The Ubiquitin Proteasome System as a Therapeutic Area in Parkinson’s Disease
Progenra Inc, February 2023
Parkinson’s disease (PD) is the most common neurodegenerative movement disorder. There are no available therapeutics that slow or halt the progressive loss of dopamine-producing neurons, which underlies the primary clinical symptoms. Currently approved PD drugs can provide symptomatic relief by increasing brain dopamine content or activity; however, the alleviation is temporary, and the effectiveness diminishes with the inevitable progression of neurodegeneration.
Discovery and development of disease-modifying neuroprotective therapies has been hampered by insufficient understanding of the root cause of PD-related neurodegeneration. The etiology of PD is complex and involves a combination of genetic and environmental factors.

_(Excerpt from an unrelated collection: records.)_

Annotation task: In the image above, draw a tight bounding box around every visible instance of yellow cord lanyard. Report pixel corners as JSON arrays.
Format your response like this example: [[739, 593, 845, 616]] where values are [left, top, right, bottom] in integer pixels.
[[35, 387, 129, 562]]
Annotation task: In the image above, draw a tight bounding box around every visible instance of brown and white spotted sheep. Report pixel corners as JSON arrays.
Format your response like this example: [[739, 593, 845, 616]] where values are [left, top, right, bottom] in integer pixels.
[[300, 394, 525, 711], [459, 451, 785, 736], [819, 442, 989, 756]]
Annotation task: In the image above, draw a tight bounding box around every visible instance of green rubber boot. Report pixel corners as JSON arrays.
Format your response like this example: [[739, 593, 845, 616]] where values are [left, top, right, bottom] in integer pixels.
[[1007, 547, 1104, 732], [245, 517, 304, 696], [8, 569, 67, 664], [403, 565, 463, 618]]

Although a single cause has yet to emerge, genetic, cell biological and neuropathological evidence implicates protein aggregation and mitochondrial dysfunction. Postmortem PD brains show pathognomonic Lewy body intraneuronal inclusions composed of aggregated α-synuclein, indicative of failure to degrade misfolded protein. Mutations in the genes that code for α-synuclein, the E3 ubiquitin ligase Parkin and the mitochondrial kinase PINK1, cause rare inherited forms of PD. While many ubiquitin ligases label proteins with ubiquitin chains to mark proteins for degradation by the proteasome, Parkin has been shown to mark dysfunctional mitochondria for degradation by mitophagy.
The ubiquitin proteasome system participates in several aspects of the cell’s response to mitochondrial damage, affording numerous therapeutic opportunities to augment mitophagy and potentially stop PD progression. Progenra’s scientists recently published a review that examined the role and therapeutic potential of such UPS modulators, exemplified by both ubiquitinating and deubiquitinating enzymes.